McCain's account of bringing home a daughter without first informing her husband of her decision has become the core of the Cindy stump speech. She revisits the narrative routinely in her brief but frequent campaign appearances, and the Republican National Committee offered a version of it in a video that was played before her speech at the Convention last week. Almost every friend of the McCains with whom I spoke offered his or her own retelling of the tale. It is fact and fable: last month, the Christian Science Monitor reported that Mother Teresa was not actually at that orphanage at the time of Cindy McCain's visit. (The McCain campaign subsequently revised the story on its Web site.) The story certainly helps to portray John McCain as openhearted and charitable. But it also happens to reflect the nearly separate lives lived by the two McCains, and the peculiar defiance that is characteristic of Cindy--a woman who claims to pride herself on being traditional.
In her size-0 St. John skirt suits, and with her lacquered coiffures, Cindy McCain appears pampered and brittle. She was taken to a hospital with a sprained wrist after a fan shook her hand with too much gusto at a campaign event in Michigan last month. Her movements are quick and sharp--birdlike--and she often seems skittish, wary-eyed, and fidgety, fussing with her nails or her BlackBerry. McCain has said that she kept her phone with her at all times so that she wouldn't miss a call from her son Jimmy, a marine, while he was in Iraq. But he returned in mid-February, and the BlackBerry remains in his mother's hand much of the time. She seems to be vigilant on behalf of all her children: Meghan, twenty-three, a recent Columbia graduate; John Sidney IV, twenty-two, a senior at the U.S. Naval Academy; Jimmy, twenty; and Bridget, the daughter from Bangladesh, who is now seventeen.
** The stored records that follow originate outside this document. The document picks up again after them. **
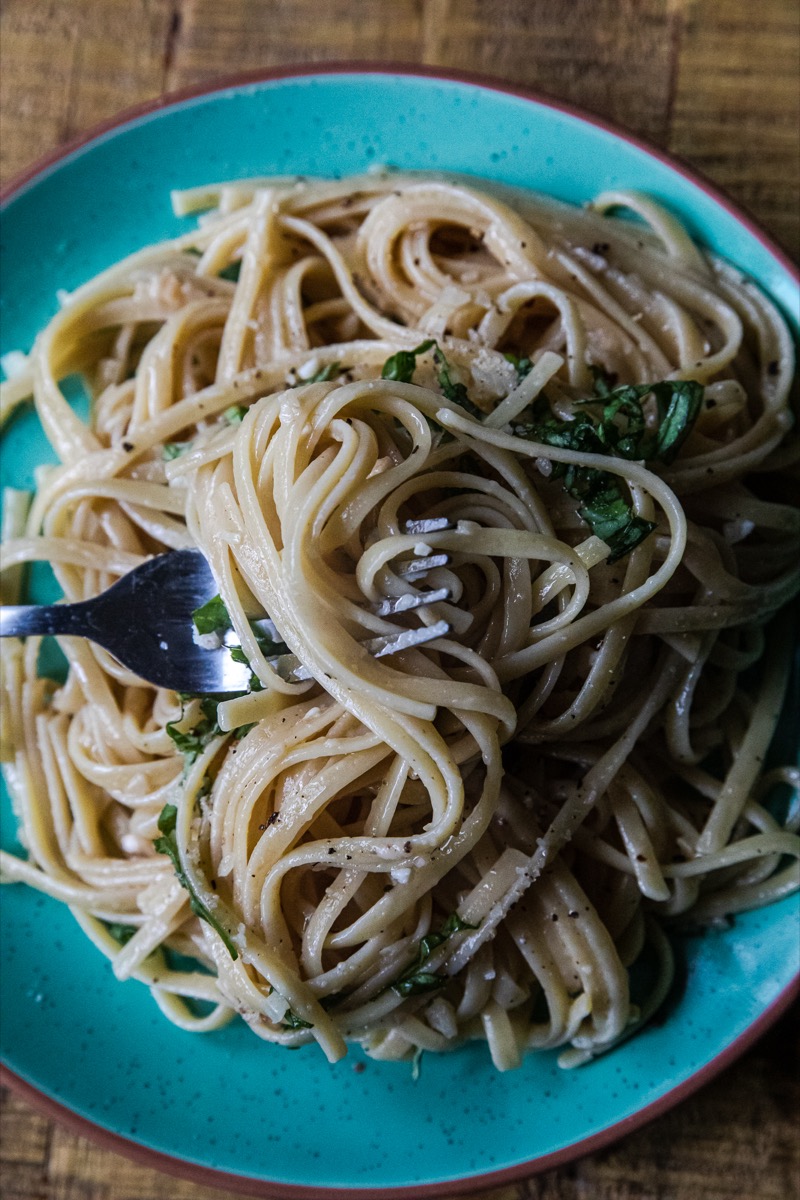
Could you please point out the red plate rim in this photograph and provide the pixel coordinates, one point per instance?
(244, 1185)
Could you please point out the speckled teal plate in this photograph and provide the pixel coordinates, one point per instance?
(288, 1123)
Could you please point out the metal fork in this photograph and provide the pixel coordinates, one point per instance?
(145, 621)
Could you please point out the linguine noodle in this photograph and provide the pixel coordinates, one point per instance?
(476, 838)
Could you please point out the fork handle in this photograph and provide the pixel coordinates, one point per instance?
(22, 619)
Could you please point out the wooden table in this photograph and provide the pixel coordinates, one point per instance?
(714, 82)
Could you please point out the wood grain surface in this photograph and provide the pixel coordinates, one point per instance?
(715, 82)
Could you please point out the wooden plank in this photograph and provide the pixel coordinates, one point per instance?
(737, 108)
(66, 66)
(611, 57)
(241, 35)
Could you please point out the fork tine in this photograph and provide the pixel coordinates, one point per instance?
(428, 525)
(409, 601)
(417, 565)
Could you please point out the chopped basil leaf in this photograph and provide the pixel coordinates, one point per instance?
(417, 983)
(323, 376)
(456, 393)
(192, 742)
(401, 366)
(292, 1021)
(168, 845)
(211, 616)
(620, 431)
(414, 981)
(120, 933)
(173, 450)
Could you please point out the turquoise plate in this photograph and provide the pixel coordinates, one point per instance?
(289, 1125)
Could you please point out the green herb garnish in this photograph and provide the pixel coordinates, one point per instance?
(292, 1021)
(619, 430)
(401, 366)
(211, 616)
(414, 981)
(173, 450)
(120, 933)
(192, 742)
(168, 845)
(323, 376)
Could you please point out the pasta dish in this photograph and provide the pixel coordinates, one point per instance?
(564, 437)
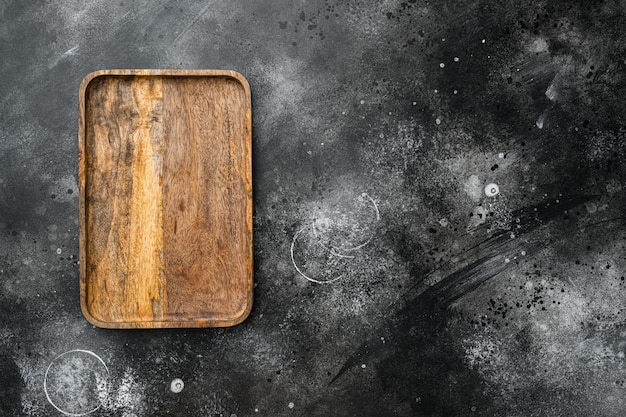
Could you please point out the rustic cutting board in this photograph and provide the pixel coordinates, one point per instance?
(165, 198)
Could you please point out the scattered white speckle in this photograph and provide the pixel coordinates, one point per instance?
(177, 385)
(492, 190)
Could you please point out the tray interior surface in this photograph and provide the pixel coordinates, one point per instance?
(166, 228)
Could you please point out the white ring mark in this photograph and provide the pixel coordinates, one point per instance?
(293, 261)
(45, 382)
(333, 249)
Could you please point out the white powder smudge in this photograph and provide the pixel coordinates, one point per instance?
(177, 385)
(472, 187)
(129, 396)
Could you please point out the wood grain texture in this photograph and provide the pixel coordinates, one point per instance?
(165, 198)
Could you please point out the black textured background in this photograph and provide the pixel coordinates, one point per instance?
(376, 127)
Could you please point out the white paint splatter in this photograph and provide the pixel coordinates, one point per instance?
(73, 386)
(177, 385)
(492, 190)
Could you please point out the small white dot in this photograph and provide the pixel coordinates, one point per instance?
(492, 190)
(177, 385)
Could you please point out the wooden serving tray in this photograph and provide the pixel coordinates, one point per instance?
(165, 198)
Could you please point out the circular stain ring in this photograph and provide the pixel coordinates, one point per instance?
(45, 382)
(293, 260)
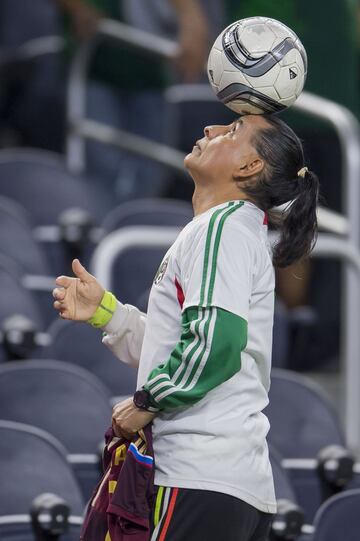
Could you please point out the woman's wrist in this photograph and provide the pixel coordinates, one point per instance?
(104, 311)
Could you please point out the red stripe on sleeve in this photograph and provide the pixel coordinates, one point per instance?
(169, 514)
(180, 293)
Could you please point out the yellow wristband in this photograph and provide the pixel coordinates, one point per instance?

At times, Cindy McCain seems to be channelling Nancy Reagan in her nervousness and her apparent conviction that without her protection harm will befall her family in the dangerous sphere of public life.
But McCain has unusual grit, too. She has taken up race-car driving and flying, and she has a long history of going on charity missions to Third World countries. According to her spokeswoman, Melissa Shuffield, McCain spends between two and three weeks a year travelling with Operation Smile, an organization that provides surgery for children with cleft palates, and the Halo Trust, a group that removes land mines from countries still riddled with unexploded ordnance. Like her husband, however, she does not support an international ban on land mines. "As much as I know her, I don't get in any big political discussions with Cindy or intellectual discussions about poverty," Dr. Bill Magee, the co-founder of Operation Smile, said. "It's more like, What can we do for these kids today? People have a great time. It brings together the risk-taker with the compassionate. If you take a look at Cindy, she does crazy things in terms of most people's idea of normal." Magee went on to talk about McCain's race-car driving, and offered his version of her decision to adopt Bridget: "She's on the tarmac, she's got this impoverished black kid with a hole in the roof of her mouth, and John says, 'Fine!' It's crazy."
When I travelled with the campaign in late spring, I asked the McCains, who were seated on the curved banquette at the back of the Straight Talk Express, how they imagined Cindy's role as First Lady might affect her humanitarian work.
"I think some of her travels might be curtailed," Senator McCain, who was wearing a blue Navy baseball cap, replied. "She's been to Cambodia, where land mines are very dangerous, and no one knows exactly where they are, so that may be a little bit of a downside of her involvement."